With that said, there are people who really know what they are doing who are using high-quality vape pens with concentrates produced by dispensaries that are regulated, with testing for butane (and maximum allowable residual butane levels) that may be relatively safe. So for "experts," it might be OK, but generally speaking it is not particularly safe - it's not something, for example, that any youth should be doing.

All in all, I think using the flower is much less risky or using a distillate that is properly made (and was not cut with vitamin E acetate oil or other dangerous oils).

InsideSoup61 karma

Can the legalization of marijuana (but not marijuana vaping products) and the removal of restrictions on its consumption in a majority of the states decrease the use of tobacco and related products?

mbsiegel1 karma

I don't know. I am not aware of any data that have examined the impact of the legalization of recreational cannabis use on the consumption of tobacco products.

negativkarmacensored1 karma

What are your thoughts on ejuice companies that use child appealing labels on their bottles? Do you think that the vape industry and the anti-vape organisations can come to a compromise by allowing flavored ejuices to remain on the market, but with heavy restrictions on marketing?

See this image : https://i.imgur.com/lVMKmjx.png

mbsiegel1 karma

I think it's unfortunate that some companies have chosen to use child-appealing labels. I think your suggestion would be a great compromise position, and is the type of actual regulation of the product that I believe we need instead of prohibition.

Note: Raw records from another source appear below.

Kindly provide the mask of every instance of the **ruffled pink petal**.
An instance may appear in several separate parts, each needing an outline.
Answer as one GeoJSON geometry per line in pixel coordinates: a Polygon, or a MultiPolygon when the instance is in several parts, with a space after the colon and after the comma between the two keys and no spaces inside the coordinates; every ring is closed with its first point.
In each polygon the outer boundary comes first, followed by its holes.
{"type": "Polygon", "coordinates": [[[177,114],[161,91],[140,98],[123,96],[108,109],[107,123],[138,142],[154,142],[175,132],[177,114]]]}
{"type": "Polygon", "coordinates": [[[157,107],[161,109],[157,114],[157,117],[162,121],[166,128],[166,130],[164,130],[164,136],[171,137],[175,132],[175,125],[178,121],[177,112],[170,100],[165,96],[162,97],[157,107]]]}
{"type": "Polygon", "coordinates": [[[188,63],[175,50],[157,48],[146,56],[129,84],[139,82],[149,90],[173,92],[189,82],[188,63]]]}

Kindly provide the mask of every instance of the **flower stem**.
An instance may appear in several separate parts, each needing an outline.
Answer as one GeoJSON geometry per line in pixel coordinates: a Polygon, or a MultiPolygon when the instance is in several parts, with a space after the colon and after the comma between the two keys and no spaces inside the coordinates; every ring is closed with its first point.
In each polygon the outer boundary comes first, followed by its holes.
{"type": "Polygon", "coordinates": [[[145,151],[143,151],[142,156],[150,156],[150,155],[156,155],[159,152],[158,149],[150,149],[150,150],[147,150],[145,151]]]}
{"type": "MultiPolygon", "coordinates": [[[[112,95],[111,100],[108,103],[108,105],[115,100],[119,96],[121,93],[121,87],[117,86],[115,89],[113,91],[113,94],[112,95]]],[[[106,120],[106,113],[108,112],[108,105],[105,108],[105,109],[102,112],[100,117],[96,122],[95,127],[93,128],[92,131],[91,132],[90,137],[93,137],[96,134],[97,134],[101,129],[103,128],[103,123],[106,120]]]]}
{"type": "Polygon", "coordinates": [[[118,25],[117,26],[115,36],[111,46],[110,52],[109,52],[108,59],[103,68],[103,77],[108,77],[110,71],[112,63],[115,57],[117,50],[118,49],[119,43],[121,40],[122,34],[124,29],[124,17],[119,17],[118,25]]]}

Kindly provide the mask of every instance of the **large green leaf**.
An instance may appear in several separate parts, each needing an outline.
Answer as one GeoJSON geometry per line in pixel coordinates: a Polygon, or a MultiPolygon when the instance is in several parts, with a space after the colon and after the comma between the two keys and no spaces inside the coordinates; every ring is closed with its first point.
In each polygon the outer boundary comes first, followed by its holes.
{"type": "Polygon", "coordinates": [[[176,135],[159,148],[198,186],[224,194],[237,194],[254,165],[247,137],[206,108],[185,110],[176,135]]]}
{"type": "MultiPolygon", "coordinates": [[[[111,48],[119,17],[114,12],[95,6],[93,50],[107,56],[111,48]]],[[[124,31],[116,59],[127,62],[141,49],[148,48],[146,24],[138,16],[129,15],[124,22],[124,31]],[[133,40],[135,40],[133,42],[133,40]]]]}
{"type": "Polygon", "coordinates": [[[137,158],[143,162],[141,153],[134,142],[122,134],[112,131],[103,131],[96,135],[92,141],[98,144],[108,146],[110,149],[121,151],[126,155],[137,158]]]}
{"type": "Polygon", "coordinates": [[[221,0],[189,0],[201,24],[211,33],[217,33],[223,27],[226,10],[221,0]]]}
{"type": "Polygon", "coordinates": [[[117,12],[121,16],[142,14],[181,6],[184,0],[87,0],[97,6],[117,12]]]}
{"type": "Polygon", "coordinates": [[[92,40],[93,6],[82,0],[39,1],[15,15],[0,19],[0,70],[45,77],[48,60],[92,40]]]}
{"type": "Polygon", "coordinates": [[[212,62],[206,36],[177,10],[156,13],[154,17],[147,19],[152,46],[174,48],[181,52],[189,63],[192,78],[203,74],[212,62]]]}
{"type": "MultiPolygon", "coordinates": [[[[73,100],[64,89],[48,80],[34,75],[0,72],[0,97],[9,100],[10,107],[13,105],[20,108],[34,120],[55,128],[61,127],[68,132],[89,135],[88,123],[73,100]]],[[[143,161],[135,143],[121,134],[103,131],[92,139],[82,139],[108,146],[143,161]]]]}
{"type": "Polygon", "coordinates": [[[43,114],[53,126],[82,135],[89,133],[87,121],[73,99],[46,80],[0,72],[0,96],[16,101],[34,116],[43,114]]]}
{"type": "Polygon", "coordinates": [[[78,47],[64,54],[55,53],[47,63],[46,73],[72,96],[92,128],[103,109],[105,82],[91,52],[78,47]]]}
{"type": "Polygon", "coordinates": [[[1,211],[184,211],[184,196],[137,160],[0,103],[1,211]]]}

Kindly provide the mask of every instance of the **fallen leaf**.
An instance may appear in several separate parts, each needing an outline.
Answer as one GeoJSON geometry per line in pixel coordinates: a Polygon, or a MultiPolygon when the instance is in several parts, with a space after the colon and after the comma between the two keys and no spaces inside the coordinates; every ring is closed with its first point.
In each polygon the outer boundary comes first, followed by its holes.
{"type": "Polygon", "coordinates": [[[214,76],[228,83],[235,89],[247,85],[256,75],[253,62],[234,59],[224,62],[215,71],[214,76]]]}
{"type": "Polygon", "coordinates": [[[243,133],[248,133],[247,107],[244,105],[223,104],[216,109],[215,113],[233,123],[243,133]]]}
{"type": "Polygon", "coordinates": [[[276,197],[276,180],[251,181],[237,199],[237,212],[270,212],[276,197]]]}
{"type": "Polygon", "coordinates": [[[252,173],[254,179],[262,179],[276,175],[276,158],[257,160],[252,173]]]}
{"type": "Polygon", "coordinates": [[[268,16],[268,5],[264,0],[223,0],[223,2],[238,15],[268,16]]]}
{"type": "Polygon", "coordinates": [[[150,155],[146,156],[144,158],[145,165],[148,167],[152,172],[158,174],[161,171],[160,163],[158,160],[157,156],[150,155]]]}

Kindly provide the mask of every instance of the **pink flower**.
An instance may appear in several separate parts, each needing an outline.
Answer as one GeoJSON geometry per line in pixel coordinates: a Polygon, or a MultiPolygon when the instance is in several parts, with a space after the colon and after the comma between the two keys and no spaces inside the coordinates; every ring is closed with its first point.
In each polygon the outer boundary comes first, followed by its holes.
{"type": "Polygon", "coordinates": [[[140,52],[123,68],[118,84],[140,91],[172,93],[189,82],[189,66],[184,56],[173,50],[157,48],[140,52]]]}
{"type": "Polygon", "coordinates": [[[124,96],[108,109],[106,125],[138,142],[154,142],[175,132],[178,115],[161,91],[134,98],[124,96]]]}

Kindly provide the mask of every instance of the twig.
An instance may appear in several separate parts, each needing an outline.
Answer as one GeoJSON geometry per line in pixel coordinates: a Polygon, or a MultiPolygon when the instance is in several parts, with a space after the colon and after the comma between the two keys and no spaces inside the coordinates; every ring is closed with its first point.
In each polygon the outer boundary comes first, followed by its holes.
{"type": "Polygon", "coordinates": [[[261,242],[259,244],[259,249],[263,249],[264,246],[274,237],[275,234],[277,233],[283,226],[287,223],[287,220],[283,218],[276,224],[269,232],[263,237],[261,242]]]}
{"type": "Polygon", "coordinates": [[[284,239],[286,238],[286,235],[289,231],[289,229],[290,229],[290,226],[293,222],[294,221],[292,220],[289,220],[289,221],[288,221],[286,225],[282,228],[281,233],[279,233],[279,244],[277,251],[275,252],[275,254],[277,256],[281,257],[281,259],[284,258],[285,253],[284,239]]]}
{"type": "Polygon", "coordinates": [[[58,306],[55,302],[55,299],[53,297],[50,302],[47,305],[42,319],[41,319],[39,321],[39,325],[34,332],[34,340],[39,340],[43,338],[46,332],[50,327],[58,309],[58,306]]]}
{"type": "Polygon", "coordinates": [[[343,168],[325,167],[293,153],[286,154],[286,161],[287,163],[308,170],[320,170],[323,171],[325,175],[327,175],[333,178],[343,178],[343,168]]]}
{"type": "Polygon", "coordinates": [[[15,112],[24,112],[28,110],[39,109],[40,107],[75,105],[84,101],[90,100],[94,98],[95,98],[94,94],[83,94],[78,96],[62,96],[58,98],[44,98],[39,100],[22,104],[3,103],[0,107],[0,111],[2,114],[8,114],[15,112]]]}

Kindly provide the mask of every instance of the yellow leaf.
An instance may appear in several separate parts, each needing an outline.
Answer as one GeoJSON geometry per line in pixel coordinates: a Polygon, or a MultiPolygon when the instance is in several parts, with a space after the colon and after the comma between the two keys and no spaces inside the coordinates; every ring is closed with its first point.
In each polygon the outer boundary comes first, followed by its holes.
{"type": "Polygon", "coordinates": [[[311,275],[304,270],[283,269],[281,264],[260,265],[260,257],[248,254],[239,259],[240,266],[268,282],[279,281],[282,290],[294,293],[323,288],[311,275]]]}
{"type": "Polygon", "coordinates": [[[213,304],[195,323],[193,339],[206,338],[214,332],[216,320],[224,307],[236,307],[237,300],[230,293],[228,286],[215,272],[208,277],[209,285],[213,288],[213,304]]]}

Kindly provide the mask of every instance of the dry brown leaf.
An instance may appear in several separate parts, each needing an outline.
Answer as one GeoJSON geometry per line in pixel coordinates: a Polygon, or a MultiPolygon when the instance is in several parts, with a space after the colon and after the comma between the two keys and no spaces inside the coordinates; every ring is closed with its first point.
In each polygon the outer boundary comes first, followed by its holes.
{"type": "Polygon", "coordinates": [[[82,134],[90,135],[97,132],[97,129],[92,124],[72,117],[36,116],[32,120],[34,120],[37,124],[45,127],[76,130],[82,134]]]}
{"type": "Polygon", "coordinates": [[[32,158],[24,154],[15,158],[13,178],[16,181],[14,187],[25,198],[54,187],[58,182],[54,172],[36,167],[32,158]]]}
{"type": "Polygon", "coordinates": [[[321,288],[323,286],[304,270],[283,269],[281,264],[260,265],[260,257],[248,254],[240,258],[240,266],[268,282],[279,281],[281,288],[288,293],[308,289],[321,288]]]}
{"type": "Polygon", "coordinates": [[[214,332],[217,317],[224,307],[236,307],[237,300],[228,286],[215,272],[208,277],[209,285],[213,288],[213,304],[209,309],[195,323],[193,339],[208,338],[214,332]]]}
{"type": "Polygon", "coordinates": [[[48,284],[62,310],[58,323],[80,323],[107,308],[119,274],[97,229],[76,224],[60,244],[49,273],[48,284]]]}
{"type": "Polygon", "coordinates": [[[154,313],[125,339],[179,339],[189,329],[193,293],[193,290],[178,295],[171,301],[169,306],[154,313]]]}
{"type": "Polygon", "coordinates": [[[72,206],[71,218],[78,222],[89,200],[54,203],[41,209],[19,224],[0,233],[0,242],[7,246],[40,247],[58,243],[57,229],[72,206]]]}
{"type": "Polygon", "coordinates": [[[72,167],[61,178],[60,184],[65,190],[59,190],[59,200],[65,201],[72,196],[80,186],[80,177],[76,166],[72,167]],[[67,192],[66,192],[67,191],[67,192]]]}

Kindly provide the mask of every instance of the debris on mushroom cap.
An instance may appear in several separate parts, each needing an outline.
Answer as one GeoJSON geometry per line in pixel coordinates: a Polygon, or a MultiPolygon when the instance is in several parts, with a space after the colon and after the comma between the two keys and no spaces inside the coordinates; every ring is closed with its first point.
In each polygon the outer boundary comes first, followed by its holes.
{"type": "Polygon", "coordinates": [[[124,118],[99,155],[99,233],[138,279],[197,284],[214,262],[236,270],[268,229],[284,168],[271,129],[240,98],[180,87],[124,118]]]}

TheManWhoHasThePlan0 karma

I'm curious why you're so against the flavor ban if your reason for defending vaping is it helps smokers quit. They dont make flavored cigarettes, so why would we need flavored e juice? I'm a current smoker so not judging but it seems to me that most smokers wouldnt need a flavor, flavors would only help get not smokers to start bc they like the taste.

mbsiegel7 karma

I understand why one would think that; however, the market sales data demonstrates that the overwhelming majority of adult vapers use non-tobacco-flavored e-liquids. One of the reasons why smokers switch to vaping is specifically to get away from tobacco. So the idea of using a tobacco-flavored e-liquid doesn't appeal to many smokers. Moreover, once they do switch to a flavored e-liquid, they lose their taste for tobacco and don't want to go back. Data from a study of JUUL users demonstrates that smokers who switched to flavored JUUL pods were significantly more likely to quit smoking completely than those who switched to tobacco JUUL pods. So the flavors appear to also increase the effectiveness of e-cigarettes for smoking cessation.